MORTE DI UN MISSIONARIO SALESIANO E UN SUO RICORDO.

Coll'animo tuttora addolorato annunziamo la perdita irreparabile, che abbiamo fatto sul principio del passato agosto. Oppresso da incessante lavoro , consunto da indicibili angustie e pene, cadeva estinto il Sacerdote D. Francesco Bodrato, Superiore e Capo delle nostre Missioni di America. La sua morte quantunque gloriosa come quella di un prode, che cade in sulla breccia e colle armi alla mano, arrecò nondimeno al nostro cuore una ferita profonda. Le sue virtù, 1' ardentissimo zelo , le singolari doti dell'animo, l'avevano reso carissimo non solo ai suoi confratelli, ma eziandio all'Arcivescovo di Buenos-Ayres, al Vescovo di Montevideo, agli altri superiori ecclesiastici , alle autorità governative ed a quanti lo conoscevano. Era il braccio forte delle nostre Missioni ; era il nostro fedelissimo interprete ; era il consigliere, era la guida , era il conforto, era il padre dei nostri fratelli e sorelle di America. La sua morte riuscì per tutti una sventura gravissima.
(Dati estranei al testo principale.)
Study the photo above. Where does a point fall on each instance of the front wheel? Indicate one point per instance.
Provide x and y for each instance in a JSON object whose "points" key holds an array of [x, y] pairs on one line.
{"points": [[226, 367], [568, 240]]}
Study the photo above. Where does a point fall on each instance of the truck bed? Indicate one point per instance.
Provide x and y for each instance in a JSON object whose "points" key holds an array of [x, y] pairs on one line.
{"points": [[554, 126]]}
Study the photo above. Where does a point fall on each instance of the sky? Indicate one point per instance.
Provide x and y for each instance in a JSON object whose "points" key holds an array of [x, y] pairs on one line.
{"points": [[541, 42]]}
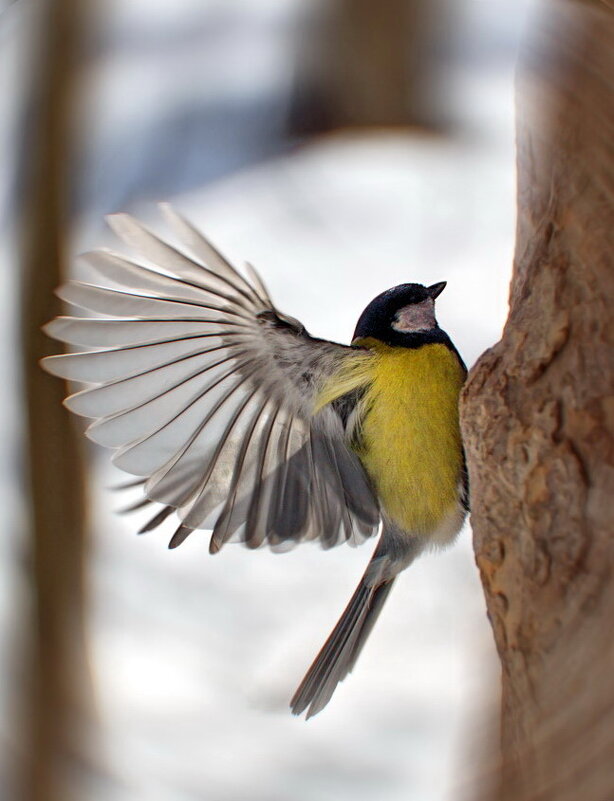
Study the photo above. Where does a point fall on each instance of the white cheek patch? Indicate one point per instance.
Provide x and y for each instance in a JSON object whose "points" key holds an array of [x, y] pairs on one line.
{"points": [[415, 317]]}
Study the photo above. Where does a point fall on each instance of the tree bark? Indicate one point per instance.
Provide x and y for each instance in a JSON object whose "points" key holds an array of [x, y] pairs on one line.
{"points": [[538, 421], [56, 675]]}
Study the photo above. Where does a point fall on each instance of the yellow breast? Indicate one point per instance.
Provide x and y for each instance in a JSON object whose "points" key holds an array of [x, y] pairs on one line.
{"points": [[411, 443]]}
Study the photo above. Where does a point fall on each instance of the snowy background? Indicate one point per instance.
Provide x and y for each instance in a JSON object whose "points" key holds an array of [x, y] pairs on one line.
{"points": [[194, 657]]}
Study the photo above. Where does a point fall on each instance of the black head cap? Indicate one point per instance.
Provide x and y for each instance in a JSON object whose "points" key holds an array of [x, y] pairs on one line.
{"points": [[376, 320]]}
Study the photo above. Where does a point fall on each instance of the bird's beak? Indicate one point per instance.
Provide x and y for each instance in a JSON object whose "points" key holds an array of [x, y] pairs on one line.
{"points": [[436, 289]]}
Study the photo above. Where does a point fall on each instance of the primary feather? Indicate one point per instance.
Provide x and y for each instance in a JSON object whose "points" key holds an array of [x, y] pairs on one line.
{"points": [[207, 391]]}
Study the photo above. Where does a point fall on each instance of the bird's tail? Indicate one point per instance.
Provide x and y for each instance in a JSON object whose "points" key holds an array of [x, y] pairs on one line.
{"points": [[341, 650]]}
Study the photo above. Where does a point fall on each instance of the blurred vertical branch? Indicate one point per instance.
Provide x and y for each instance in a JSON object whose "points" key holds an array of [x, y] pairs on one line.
{"points": [[538, 420], [57, 678], [369, 65]]}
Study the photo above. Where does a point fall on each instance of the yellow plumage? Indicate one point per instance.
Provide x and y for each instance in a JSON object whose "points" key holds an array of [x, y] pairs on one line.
{"points": [[410, 443]]}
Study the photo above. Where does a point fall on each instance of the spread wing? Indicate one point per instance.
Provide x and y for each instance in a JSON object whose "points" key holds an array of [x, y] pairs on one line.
{"points": [[206, 391]]}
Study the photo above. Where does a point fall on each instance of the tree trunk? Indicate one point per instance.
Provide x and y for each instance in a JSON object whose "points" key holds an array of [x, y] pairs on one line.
{"points": [[369, 64], [56, 675], [538, 421]]}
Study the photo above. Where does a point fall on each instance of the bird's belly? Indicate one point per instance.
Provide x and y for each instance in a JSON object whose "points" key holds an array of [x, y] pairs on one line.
{"points": [[411, 438]]}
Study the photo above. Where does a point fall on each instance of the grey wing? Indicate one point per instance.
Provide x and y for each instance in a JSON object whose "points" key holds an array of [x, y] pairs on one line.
{"points": [[204, 389]]}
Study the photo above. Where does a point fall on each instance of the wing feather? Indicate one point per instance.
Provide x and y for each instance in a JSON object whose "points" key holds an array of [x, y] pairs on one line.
{"points": [[210, 394]]}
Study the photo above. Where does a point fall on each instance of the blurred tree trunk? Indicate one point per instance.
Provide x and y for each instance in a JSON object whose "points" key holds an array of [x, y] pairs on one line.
{"points": [[57, 678], [368, 64], [538, 420]]}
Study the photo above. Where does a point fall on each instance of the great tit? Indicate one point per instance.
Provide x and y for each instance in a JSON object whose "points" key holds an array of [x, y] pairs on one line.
{"points": [[239, 420]]}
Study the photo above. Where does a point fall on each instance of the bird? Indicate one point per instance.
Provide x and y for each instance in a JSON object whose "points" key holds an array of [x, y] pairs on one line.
{"points": [[236, 418]]}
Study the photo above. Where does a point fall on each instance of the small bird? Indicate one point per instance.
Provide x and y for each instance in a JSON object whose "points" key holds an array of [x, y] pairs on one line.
{"points": [[239, 420]]}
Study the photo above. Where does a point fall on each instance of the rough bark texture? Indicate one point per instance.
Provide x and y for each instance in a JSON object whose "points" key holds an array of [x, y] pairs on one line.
{"points": [[538, 420], [56, 672]]}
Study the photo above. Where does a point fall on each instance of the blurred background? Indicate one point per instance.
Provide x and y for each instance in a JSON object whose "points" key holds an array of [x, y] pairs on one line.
{"points": [[342, 147]]}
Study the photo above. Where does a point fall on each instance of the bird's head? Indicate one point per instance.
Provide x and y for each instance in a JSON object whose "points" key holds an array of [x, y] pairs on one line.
{"points": [[406, 309]]}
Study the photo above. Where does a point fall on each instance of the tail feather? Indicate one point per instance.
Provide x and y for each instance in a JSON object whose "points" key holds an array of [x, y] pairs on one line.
{"points": [[341, 650]]}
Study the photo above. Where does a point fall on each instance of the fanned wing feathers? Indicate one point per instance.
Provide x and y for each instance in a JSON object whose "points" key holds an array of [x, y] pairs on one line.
{"points": [[209, 393]]}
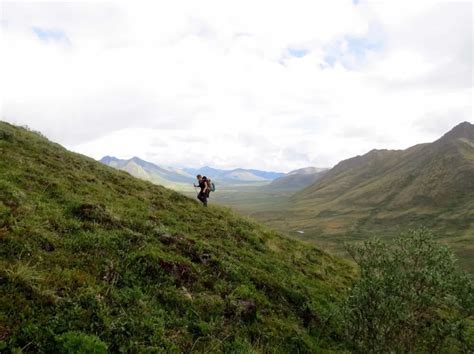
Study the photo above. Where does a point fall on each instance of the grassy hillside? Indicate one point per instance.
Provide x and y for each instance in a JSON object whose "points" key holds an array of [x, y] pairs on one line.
{"points": [[90, 254], [385, 192]]}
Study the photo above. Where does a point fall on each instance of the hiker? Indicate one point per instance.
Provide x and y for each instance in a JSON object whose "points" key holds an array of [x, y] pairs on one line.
{"points": [[204, 192]]}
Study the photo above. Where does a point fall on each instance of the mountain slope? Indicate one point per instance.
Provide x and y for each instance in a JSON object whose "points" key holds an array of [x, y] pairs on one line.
{"points": [[86, 250], [236, 175], [179, 179], [385, 192], [297, 179], [167, 176]]}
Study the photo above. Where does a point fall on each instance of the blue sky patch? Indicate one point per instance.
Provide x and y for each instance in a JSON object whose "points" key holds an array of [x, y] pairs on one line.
{"points": [[352, 51], [298, 53], [47, 35]]}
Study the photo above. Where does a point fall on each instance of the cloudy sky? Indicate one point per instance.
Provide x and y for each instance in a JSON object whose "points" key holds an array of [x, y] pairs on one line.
{"points": [[259, 84]]}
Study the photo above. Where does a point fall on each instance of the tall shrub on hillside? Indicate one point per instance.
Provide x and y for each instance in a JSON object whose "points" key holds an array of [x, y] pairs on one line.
{"points": [[410, 298]]}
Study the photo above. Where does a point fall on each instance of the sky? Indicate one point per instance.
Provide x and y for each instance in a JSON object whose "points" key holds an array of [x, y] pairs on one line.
{"points": [[273, 85]]}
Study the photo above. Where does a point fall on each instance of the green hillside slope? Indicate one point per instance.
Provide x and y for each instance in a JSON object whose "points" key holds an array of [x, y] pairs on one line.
{"points": [[86, 250], [389, 191]]}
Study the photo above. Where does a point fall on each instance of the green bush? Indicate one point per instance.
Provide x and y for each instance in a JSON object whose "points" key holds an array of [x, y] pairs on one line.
{"points": [[80, 343], [410, 297]]}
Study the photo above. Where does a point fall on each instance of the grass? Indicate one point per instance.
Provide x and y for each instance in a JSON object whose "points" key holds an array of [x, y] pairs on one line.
{"points": [[92, 258], [381, 193]]}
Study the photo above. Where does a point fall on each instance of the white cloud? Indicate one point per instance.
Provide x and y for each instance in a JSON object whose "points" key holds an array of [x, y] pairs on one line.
{"points": [[267, 84]]}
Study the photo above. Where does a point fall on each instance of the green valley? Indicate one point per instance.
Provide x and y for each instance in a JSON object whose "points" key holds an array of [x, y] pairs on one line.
{"points": [[90, 254]]}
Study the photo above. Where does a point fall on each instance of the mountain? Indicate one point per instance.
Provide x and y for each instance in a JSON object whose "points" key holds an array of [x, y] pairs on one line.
{"points": [[236, 175], [167, 176], [387, 191], [297, 179], [91, 256], [178, 178]]}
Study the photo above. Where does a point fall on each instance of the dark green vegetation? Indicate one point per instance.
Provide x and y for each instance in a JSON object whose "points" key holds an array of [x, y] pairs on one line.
{"points": [[383, 192], [409, 298], [92, 257]]}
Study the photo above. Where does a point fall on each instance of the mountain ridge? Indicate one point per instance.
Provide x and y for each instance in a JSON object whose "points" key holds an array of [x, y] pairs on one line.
{"points": [[88, 252]]}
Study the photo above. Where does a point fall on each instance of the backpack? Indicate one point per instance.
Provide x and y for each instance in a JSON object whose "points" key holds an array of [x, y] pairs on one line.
{"points": [[211, 185]]}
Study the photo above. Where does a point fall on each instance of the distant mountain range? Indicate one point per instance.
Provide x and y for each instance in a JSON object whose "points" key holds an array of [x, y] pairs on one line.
{"points": [[297, 179], [176, 177], [387, 191]]}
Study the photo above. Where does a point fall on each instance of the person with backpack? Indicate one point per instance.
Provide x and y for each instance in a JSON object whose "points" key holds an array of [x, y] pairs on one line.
{"points": [[204, 192]]}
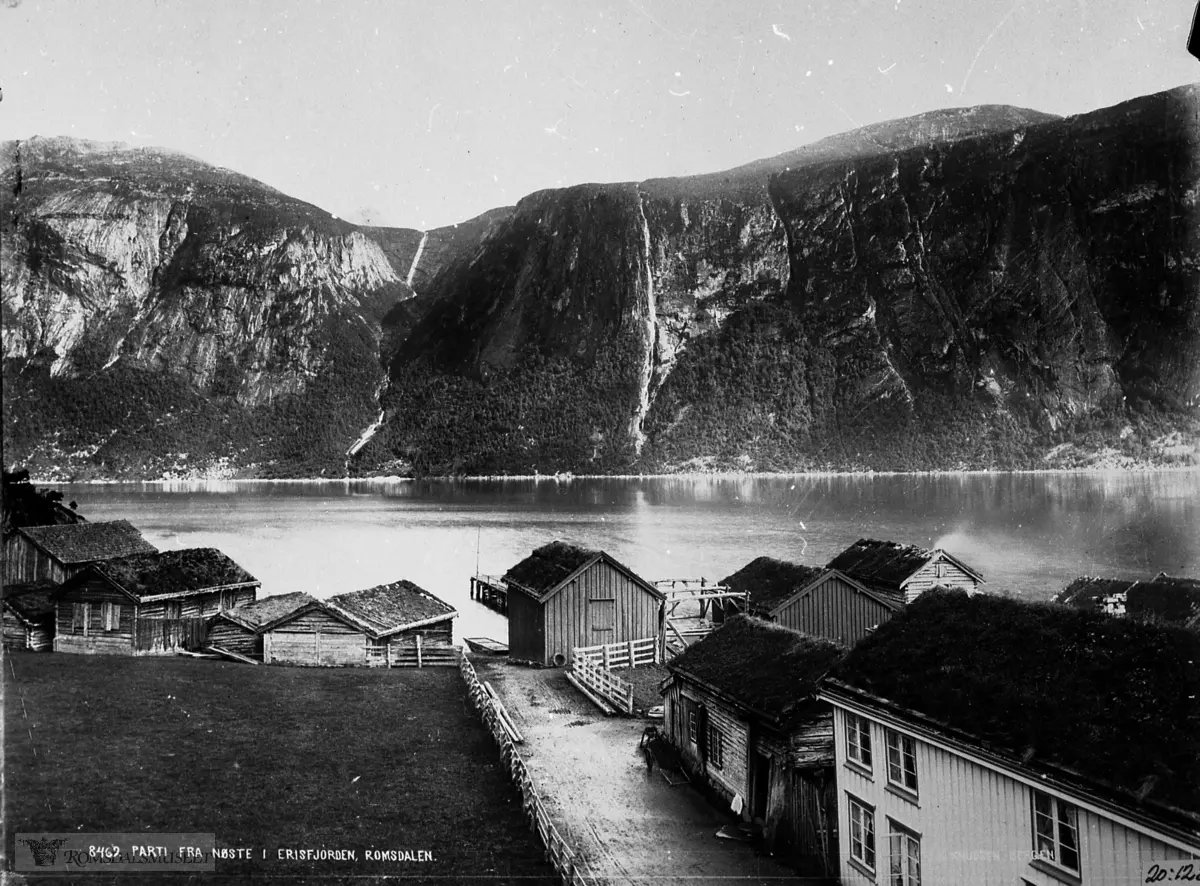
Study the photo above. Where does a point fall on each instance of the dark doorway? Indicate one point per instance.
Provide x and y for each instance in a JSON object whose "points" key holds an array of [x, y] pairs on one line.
{"points": [[760, 786]]}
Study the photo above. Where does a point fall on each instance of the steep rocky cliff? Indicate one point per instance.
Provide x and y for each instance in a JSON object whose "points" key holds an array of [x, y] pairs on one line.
{"points": [[983, 287], [977, 288]]}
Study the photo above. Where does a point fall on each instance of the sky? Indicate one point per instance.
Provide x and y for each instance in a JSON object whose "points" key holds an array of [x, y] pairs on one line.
{"points": [[427, 113]]}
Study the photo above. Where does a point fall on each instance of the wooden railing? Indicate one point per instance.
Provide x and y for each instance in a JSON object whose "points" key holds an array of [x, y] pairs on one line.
{"points": [[629, 653], [605, 683], [571, 867]]}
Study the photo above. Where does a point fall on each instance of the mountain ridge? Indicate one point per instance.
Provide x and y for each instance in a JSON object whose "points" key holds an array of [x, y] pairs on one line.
{"points": [[774, 316]]}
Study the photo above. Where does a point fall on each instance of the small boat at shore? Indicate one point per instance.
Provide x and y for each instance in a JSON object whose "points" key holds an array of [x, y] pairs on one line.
{"points": [[486, 646]]}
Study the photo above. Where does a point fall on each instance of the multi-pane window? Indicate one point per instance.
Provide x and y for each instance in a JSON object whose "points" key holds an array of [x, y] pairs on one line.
{"points": [[901, 760], [111, 615], [904, 857], [715, 748], [1055, 831], [858, 738], [862, 833]]}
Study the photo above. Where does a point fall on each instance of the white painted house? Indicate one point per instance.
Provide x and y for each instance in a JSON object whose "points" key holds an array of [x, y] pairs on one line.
{"points": [[984, 741]]}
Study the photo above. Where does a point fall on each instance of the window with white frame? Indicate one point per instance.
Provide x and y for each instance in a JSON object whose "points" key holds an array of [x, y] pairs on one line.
{"points": [[715, 748], [1055, 831], [904, 856], [901, 760], [858, 738], [862, 833]]}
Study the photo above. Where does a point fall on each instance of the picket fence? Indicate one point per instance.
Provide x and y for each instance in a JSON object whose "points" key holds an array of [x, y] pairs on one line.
{"points": [[574, 869], [603, 682], [631, 653]]}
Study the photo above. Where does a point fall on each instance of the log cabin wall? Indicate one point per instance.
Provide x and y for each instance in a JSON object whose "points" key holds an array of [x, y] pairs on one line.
{"points": [[235, 638], [939, 572], [315, 638], [95, 617], [834, 610], [25, 562], [601, 605]]}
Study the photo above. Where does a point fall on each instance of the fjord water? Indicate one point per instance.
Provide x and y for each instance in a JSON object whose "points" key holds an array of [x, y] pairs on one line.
{"points": [[1027, 533]]}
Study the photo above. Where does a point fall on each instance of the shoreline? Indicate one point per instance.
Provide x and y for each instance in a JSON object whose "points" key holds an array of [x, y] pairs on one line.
{"points": [[682, 476]]}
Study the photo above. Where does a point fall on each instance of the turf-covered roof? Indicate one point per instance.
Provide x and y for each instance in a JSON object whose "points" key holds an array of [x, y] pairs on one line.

Già fin dal mese di marzo egli sentivasi spossato di forze per una infiammazione ostinata. Avrebbe dovuto prendersi il necessario cessario riposo e ristoro, ma solito a non risparmiarsi mai , quando si trattava del bene delle anime, egli tirò innanzi nelle sue fatiche come se nulla fosse. Quindi confessore assiduo nella parrocchia della Bocca, di oltre a 25 mila anime; Direttore vigilante dell'Ospizio di S. Carlo, dove teneva raccolti circa 200 poveri artigianelli, la maggior parte italiani ; cercatore provvido dei mezzi per sostentarli; apostolo zelante nell'inviare missionari tra i Pampas e nella Patagonia ; sempre pronto insomma ad accorrere ad ogni bisogno della sofferente umanità, apriva case e scuole, faceva conferenze ai confratelli, predicava al popolo , teneva corrispondenza coi Direttori a lui soggetti e col Superiore in Europa. Per tutte queste ed altre occupazioni , che di continuo lo assediavano, egli ben sovente non solo il giorno , ma buona parte della notte consumava , senza cedere punto al suo malore , che facevasi ognor più allarmante.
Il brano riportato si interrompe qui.